Pasteur Effect, the normal response of cells to restrain glycolysis in the presence of adequate oxygen.
Crabtree Effect, observed originally in yeast, refers to the inhibition of respiration in the presence of glucose. This occurs in cancers (e.g., Miralpeix, et al., 1990) and in rapidly proliferating normal cells (e.g., Guppy, et al., 1993).
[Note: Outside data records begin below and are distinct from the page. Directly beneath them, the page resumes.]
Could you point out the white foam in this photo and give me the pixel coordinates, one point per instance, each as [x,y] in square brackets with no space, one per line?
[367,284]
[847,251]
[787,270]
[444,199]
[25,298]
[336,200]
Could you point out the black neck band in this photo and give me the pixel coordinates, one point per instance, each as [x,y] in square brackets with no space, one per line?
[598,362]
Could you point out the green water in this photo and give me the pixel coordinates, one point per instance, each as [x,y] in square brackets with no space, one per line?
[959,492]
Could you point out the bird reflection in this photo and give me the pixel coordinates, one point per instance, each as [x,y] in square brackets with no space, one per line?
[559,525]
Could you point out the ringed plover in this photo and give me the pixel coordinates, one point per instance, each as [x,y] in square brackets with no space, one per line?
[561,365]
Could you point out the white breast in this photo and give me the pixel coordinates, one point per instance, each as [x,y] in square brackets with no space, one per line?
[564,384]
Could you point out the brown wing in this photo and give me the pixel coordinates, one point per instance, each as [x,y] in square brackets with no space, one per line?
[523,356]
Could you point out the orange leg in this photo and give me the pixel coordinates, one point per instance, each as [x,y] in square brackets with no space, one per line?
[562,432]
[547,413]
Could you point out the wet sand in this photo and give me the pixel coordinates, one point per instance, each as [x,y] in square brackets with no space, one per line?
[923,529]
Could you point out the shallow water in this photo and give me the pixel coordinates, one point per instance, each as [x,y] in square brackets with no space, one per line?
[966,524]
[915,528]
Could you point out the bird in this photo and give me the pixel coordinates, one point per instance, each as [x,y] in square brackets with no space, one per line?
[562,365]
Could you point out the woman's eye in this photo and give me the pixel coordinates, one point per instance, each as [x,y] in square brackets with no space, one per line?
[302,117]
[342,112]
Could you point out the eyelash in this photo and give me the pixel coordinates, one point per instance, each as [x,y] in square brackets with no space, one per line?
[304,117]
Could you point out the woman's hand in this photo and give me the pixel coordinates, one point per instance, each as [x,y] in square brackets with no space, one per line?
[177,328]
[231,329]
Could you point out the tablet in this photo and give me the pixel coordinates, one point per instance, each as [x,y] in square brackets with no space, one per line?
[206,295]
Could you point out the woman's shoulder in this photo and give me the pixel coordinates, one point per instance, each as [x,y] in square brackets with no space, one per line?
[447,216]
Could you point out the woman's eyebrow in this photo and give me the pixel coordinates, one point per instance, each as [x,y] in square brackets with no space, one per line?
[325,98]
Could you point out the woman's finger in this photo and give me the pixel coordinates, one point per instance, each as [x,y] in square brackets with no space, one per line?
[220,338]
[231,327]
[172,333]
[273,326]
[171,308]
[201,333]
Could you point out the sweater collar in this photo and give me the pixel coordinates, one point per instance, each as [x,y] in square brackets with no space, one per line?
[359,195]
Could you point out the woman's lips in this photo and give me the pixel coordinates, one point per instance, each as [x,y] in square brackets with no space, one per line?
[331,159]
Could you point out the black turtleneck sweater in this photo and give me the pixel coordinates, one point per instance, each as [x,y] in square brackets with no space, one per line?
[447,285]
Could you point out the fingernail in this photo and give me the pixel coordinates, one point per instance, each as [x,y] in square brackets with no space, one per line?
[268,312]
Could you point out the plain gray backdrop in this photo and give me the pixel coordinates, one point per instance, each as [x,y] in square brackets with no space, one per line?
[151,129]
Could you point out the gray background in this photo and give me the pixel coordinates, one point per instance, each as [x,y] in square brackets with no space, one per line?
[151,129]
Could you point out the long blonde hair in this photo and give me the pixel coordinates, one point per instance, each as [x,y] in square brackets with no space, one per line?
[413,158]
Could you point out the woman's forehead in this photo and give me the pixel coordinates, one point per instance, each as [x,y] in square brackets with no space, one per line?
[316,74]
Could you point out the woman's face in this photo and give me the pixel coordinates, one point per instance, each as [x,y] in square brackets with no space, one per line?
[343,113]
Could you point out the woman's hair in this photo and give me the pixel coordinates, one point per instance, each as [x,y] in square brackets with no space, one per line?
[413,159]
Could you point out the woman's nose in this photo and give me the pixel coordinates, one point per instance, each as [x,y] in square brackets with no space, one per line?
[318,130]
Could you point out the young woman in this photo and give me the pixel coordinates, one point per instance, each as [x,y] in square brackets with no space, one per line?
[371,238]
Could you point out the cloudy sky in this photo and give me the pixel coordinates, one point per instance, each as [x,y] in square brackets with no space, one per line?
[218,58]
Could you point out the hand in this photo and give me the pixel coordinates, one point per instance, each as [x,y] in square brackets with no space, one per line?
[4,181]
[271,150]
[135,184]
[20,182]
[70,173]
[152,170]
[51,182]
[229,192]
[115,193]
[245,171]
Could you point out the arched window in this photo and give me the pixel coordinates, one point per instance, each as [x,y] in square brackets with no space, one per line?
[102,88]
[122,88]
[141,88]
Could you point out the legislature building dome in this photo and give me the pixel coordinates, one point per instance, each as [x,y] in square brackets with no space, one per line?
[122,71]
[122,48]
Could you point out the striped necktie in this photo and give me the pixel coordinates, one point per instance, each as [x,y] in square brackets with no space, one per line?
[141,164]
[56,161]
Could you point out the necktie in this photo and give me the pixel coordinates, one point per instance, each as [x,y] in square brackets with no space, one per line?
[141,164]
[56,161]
"Cancer metabolism" or stress metabolism typically involves an excess of the adaptive hormones, resulting from an imbalance of the demands made on the organism and the resources available to the organism. Excessive stimulation depletes glucose and produces lactic acid, and causes cortisol to increase, causing a shift to the consumption of fat and protein rather than glucose. Increased cortisol activates the Randle effect (the inhibition of glucose oxidation by free fatty acids), accelerates the breakdown of protein into amino acids, and activates the enzyme fatty acid synthase, which produces fatty acids from amino acids and pyruvate, to be oxidized in a "futile cycle," producing heat, and increasing the liberation of ammonia from the amino acids. Ammonia suppresses respiratory, and stimulates glycolytic, activity.